Henry's anxiety gave his walk jolted and skittered, and he reminded me of my brother after he had been hit by a car while cycling. Then, like now, he had spoken in quiet phrases that did not connect into clear thoughts or sentences, but carried a strange, foreign poetry. Words about light and smells, about the strange odours (he said it that way, as if I could hear something old or unfamiliar in his voice) that people carried with them. For a while, he spoke almost clearly of the old characteristics of people, the way we once stayed in place and could identify one another by accent and smell; he sounded increasingly distant, as if he himself were traveling somewhere across a sea or a vast mountain range while his body remained behind, walking next to me in the cloud-laden night. It occurred to me—after we made our way to his apartment where I prepared tea and sat with him, wanting to focus on something besides Mona and the way her hands danced—that he sounded like the receiving end of a radio transmission, he spoke from a different setting, reporting to me what he considered about him.

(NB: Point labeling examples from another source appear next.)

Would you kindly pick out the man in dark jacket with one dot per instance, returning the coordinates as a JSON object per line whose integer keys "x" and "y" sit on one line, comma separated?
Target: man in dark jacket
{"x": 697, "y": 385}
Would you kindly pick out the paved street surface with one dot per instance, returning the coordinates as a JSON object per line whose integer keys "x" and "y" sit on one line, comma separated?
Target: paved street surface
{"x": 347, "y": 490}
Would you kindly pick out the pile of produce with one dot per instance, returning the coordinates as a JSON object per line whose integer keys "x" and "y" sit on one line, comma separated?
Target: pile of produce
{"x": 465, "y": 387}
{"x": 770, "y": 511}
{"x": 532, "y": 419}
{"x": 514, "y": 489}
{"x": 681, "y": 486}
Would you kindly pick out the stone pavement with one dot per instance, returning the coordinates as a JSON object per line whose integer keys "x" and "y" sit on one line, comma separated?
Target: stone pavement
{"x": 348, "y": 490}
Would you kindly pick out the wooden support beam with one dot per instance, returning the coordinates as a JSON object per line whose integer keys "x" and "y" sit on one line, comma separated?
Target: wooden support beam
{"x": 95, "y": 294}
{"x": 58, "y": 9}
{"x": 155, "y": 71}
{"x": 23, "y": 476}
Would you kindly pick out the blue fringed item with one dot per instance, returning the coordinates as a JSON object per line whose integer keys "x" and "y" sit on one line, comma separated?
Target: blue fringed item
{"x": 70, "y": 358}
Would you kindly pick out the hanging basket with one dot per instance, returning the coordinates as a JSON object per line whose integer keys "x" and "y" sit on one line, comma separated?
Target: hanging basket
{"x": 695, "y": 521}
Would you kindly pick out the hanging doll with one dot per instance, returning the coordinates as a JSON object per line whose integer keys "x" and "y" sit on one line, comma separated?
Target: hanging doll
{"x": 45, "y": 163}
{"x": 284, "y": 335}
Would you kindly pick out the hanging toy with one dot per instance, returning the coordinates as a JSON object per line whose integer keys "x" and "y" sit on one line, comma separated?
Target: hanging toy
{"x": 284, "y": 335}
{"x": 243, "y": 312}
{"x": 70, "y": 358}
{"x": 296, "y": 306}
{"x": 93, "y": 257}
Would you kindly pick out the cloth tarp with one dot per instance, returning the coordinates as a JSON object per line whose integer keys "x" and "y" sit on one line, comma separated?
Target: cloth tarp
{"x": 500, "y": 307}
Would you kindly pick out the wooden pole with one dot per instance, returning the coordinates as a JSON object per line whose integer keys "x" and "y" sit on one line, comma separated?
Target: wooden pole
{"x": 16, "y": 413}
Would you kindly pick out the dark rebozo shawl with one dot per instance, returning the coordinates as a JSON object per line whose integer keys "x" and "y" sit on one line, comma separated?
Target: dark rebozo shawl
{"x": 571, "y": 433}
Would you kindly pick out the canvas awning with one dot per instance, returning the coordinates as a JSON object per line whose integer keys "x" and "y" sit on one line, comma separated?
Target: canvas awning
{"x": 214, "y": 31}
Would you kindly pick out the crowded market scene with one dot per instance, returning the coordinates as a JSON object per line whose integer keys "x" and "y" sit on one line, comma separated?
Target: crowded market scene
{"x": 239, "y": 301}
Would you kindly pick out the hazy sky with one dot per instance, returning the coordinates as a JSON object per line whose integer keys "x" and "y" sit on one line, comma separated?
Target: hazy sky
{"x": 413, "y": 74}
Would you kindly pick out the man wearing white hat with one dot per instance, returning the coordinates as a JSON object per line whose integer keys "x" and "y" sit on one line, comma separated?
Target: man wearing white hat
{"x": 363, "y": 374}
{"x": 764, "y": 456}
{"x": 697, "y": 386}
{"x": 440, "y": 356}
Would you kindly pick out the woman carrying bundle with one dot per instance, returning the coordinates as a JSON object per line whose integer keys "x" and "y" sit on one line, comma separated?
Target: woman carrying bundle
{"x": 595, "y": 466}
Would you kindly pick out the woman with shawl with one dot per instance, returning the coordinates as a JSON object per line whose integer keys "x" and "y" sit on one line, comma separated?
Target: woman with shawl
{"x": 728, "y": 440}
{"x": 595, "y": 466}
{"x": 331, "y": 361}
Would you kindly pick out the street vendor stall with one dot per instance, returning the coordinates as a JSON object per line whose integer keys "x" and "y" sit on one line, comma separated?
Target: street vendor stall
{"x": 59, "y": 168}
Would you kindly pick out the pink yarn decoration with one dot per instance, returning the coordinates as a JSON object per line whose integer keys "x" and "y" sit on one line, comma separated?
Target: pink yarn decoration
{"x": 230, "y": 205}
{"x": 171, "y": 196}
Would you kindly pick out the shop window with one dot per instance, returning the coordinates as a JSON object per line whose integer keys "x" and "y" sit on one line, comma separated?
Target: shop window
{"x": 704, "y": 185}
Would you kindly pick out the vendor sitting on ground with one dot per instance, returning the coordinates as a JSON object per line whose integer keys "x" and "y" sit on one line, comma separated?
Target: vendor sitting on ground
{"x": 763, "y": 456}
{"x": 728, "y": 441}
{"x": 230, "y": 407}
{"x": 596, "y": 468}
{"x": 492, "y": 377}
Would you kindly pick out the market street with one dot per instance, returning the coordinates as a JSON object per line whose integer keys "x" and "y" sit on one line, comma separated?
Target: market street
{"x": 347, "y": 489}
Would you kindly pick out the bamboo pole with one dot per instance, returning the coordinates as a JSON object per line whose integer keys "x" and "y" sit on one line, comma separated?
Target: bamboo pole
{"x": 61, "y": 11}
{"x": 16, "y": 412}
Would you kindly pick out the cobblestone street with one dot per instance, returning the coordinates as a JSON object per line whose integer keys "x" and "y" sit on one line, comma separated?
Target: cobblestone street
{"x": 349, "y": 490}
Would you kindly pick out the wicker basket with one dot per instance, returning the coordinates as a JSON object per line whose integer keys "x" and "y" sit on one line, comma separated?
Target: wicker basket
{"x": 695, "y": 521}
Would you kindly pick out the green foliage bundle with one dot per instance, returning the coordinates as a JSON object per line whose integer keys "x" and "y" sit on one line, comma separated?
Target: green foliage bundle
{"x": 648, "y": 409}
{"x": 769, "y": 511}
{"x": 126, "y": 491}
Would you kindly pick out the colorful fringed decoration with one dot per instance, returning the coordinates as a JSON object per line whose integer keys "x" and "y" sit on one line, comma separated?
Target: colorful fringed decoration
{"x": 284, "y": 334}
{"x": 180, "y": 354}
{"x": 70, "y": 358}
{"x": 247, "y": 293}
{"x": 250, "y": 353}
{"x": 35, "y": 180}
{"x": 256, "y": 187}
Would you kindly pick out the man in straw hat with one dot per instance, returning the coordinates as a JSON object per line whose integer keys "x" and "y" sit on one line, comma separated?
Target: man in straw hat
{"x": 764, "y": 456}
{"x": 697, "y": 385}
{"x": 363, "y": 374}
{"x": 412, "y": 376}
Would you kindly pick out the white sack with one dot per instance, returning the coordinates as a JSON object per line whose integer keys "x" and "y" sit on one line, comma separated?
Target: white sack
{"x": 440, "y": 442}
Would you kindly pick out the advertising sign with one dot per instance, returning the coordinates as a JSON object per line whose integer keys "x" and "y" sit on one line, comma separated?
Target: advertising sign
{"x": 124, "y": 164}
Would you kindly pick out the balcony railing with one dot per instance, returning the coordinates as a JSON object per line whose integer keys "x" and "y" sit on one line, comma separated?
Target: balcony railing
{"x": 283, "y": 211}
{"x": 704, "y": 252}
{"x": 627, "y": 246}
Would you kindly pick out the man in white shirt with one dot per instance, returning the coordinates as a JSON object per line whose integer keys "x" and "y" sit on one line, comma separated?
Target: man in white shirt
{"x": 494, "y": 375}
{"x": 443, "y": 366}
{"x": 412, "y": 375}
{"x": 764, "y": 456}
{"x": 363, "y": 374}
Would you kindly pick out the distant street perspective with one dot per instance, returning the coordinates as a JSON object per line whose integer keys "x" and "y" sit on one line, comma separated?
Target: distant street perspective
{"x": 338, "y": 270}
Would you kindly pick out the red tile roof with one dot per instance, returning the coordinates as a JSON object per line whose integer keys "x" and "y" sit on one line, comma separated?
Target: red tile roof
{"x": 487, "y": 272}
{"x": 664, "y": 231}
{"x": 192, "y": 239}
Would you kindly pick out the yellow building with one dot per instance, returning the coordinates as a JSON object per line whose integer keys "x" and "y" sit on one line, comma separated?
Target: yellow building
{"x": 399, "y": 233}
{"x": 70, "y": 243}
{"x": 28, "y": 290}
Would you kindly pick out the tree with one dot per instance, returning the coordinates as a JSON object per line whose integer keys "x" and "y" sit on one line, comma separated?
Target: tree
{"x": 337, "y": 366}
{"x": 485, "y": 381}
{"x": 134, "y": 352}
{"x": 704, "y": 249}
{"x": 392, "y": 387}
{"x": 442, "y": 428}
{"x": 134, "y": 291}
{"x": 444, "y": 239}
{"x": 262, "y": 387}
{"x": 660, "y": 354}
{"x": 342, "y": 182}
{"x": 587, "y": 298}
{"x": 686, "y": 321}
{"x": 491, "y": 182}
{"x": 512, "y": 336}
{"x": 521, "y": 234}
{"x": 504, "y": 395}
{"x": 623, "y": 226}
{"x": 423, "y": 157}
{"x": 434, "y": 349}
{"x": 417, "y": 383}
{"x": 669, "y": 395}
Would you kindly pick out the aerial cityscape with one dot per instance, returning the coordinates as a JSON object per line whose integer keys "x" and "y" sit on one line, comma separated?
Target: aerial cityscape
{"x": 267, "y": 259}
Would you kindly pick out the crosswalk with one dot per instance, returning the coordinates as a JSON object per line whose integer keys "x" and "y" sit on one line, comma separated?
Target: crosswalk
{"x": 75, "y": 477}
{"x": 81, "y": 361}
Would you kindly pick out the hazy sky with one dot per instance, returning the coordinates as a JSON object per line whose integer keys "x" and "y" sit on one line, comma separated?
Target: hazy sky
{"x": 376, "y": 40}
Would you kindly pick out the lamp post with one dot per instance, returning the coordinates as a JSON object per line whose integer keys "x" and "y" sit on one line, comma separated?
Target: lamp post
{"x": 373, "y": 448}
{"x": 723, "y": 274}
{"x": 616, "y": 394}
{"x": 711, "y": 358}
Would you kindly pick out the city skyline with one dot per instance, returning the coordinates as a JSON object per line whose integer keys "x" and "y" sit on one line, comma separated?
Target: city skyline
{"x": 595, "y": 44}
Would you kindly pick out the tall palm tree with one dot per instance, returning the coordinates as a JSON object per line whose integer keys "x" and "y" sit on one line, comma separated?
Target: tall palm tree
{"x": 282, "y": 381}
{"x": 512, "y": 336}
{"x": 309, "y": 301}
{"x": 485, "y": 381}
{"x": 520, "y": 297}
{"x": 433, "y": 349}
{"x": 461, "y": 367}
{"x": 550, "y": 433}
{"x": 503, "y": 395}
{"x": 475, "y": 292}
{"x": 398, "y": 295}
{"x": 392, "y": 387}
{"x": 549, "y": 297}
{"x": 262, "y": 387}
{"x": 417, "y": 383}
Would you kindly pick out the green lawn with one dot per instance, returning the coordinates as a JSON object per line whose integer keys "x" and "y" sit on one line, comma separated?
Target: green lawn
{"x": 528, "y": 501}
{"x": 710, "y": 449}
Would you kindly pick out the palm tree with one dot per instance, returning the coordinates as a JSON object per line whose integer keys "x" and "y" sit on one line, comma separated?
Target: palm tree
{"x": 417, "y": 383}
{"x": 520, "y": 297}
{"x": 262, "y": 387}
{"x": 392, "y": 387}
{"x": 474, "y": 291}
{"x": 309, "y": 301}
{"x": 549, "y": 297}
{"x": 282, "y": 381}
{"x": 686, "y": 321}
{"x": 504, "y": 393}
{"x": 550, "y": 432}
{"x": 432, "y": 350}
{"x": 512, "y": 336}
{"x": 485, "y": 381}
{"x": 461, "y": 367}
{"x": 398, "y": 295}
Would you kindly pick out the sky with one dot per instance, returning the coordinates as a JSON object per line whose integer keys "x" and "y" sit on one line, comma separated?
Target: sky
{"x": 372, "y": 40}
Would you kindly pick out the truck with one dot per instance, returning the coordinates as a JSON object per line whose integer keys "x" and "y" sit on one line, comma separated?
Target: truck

I said very little and had difficulty discerning his words, hushed and garbled as they were. Eventually, he calmed down and began to look more directly at me before beginning to nod off. We finished the tea and I helped him into bed but he became anxious again so I left the room, confused and sobering, only then beginning to connect the worrisome behavior with something that might be wrong. I resolved to return the next day and check on Henry, hopefully find him in better, more explicable spirits. When I heard steady breathing in the other room, I made my move to leave.
Just outside the door, a young woman came out and looked around suddenly, wobbling somewhat. She had long, auburn hair that swung with her scanning movements.
“Have you seen a guy leave recently?”
“I just came out here.”
She looked far away down the street and whispered, a little loudly, “Too bad,” and she swung around and scaled the stairs again. I wondered at her concern, her comment, then chuckled to myself. I stumbled to undo the lock on my bicycle around the side of the building and heard someone leave the apartment, the door clanking back into place. This person whom I could not see ran, loudly, clumsily down the street away from me. I finally left, biking in the opposite direction than the runner, thinking lightly to myself that perhaps the young woman's pursuit was more earnest, or perhaps she and her quarry had missed one another and now he was leaving. Both, I later learned, were wrong.